Thursday, March 3, 2011

FRICKIN' LASER BEAMS

I'm like a shark, with frickin' laser beams shooting from it's head. Sept they're boogers. From my nose. And it's only fair, because I mocked my husband when he caught those cold sores. Which, may I add, have a surprisingly long shelf life.

Anyway, now I've been brought low and I have no one to blame but myself.

Speaking of blame, I needed someone to point a finger at yesterday. I was served up a big old steamy manure pie, made out of a one week lapse between policies in Workman's Comp, a tire exploding in an employees face, the subsequent ambulance ride and ER visit, a teenage son missing 30 (not even exaggerating) assignments and a few other surprisingly expensive and aggravating ingredients. You know, to give it savor.
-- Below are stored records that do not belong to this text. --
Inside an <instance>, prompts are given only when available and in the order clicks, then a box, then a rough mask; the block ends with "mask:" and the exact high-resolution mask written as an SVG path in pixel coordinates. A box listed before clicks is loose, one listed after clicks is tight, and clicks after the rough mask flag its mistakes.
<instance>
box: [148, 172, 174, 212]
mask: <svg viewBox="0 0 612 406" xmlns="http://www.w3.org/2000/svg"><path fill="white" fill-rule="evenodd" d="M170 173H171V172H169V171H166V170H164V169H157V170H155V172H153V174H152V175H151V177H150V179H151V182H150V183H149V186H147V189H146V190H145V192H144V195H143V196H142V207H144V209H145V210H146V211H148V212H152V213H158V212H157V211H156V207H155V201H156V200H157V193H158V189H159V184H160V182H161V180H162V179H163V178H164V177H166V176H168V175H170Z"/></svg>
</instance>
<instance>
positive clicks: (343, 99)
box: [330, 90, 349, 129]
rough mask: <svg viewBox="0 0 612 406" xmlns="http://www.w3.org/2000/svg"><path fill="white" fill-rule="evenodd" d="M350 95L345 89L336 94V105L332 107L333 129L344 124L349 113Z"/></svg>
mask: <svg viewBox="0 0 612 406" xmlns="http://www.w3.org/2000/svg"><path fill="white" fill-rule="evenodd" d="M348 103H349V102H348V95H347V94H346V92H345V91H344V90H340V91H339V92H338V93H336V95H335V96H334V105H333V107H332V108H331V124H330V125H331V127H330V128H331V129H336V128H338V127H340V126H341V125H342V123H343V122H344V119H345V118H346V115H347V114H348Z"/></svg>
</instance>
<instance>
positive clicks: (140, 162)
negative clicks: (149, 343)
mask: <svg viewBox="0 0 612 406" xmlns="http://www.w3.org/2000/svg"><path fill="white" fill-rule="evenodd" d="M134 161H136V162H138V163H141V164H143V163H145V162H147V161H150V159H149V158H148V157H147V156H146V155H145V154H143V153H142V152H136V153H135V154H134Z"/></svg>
I could barely contain myself while I sat mouth breathing in my bedroom chair, as I tried to consume the entire dessert myself. Fortunately, Sterling came in to take his fair share, and together we licked the platter clean.

Which makes me grateful for a husband who knows the difference between chocolate and cow dung, and that only one of those is his wife's favorite. And who takes a misfired bullet now and again when the gun is in her hand and she's swinging it around in wild eyed frenzy.

But other than that, I just have this miserable cold that makes it impossible to think clearly, or be funny, or be kind, or be generous, or be creative, or be productive.

And this time, I blame...how 'bout the Unions? Yeah. Them. Stupid Unions.